L’ami, toi et moi, tu sais, on pourrait aller loin. On est de la même branche. Comme les deux doigts de la main. Attention!
Aussi, l’ami, on pourrait se faire bloquer la route, toi et moi, mais les obstacles ne nous arrêteront pas. C’est comme quand tu marches sur une belle route, bien pavée, et il y aurait tout à coup des petits débris, pis tu piles sur une cannette de Bud Light pleine de botches, tu te foules la cheville, mais t’es un tuff, tu continues, car tu sais que tu peux t’appuyer sur l’ami. Attention!

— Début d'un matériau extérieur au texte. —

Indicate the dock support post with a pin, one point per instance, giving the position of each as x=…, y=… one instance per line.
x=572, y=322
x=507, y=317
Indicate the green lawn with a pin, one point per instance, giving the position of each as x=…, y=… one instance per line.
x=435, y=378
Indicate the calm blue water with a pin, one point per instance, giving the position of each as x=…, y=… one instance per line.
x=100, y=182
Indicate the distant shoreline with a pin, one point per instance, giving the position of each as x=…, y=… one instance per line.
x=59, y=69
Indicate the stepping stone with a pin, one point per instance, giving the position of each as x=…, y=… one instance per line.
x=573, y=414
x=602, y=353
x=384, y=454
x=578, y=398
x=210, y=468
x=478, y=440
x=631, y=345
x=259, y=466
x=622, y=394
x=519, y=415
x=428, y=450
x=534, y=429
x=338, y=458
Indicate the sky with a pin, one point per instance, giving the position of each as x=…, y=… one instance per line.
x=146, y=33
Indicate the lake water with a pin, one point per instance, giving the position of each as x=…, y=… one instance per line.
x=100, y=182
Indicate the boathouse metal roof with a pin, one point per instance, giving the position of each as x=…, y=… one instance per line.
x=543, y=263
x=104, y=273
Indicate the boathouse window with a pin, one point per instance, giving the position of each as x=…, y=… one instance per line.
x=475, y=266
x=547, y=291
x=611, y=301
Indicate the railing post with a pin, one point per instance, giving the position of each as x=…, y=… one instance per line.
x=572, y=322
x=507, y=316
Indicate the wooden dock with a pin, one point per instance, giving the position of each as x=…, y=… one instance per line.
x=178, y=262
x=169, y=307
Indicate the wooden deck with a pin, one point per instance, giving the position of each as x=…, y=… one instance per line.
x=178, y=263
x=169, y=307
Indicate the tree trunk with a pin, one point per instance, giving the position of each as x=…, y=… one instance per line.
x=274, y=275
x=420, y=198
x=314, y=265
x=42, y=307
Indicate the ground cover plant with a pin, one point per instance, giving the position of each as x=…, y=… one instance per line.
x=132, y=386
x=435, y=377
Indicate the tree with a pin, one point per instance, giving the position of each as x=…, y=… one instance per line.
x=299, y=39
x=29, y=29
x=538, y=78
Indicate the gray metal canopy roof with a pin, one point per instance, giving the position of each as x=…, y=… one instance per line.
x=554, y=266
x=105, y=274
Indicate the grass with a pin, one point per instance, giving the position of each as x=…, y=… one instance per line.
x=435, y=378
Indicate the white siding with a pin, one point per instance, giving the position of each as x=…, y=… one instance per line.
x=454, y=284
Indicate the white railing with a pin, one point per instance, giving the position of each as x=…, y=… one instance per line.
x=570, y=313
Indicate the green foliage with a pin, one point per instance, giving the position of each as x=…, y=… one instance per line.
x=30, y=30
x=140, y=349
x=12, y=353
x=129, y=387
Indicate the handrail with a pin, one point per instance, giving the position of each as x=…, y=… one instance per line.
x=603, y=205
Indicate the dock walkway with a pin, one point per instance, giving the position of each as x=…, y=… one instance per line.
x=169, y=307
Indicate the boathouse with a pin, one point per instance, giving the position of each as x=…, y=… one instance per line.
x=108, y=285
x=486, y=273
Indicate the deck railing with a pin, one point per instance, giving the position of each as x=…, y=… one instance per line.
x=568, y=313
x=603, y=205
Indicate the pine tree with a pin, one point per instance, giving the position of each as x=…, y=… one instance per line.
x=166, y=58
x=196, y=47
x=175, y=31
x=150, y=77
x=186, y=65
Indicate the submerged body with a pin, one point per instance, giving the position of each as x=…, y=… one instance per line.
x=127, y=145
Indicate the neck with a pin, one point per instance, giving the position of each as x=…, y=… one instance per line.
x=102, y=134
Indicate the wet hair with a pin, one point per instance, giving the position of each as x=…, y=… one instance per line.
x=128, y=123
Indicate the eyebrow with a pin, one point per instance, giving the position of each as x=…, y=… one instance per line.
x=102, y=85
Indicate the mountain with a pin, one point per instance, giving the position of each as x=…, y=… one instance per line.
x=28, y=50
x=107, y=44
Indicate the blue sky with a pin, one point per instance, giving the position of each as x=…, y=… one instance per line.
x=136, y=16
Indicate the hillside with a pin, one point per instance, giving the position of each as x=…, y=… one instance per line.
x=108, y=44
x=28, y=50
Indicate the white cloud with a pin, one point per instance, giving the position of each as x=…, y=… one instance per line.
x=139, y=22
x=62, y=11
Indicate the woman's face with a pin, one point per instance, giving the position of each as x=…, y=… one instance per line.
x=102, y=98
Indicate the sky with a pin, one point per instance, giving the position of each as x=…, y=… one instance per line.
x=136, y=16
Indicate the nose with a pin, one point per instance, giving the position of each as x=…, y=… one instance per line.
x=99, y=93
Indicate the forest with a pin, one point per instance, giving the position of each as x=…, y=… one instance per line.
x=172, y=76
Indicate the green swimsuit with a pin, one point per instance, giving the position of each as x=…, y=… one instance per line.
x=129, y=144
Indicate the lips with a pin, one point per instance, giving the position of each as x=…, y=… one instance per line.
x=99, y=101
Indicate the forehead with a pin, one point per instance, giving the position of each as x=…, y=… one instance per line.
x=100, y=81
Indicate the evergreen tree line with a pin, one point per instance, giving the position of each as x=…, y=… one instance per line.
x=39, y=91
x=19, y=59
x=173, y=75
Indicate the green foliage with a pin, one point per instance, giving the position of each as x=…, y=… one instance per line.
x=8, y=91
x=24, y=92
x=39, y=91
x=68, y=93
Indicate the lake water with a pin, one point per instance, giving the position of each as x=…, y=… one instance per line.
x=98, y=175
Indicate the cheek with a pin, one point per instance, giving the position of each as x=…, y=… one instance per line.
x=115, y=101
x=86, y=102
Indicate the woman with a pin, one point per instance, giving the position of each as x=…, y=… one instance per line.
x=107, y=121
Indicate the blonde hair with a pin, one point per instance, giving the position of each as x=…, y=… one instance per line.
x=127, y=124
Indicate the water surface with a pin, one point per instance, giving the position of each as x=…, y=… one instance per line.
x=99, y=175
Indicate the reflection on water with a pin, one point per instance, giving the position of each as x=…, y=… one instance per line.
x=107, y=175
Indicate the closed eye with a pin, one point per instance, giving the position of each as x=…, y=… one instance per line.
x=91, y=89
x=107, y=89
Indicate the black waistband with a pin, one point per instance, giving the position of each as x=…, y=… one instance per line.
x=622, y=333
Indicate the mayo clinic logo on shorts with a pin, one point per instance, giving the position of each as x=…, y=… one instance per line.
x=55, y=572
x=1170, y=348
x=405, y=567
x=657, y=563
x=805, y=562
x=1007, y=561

Tu sais, l’ami, J’ai moi aussi souffert dans la vie. Attention!
Mais surtout, l’ami, dis-toi, que je suis là, la nuit, à te regarder. Voir ta poitrine se mouver selon les rythmes de ta respiration. Le doux tremblement de tes jambes, alors que tu rêves à une cueillette des fraises, des belles fraises, des bonnes fraises, des fraises de Sherge. Je te regarde et je pense que je pourrais facilement arrêter ta respiration avec mes mains, en les apposant sur ton cou frêle et démuni, sentir ton souffle me quitter, et ta peau devenir glaciale. L’excitation monte en moi, en ce moment même, mais je dois me rappeler que mon agent de probation n’est pas loin. Ce sera pour une prochaine fois, l’ami. Attention.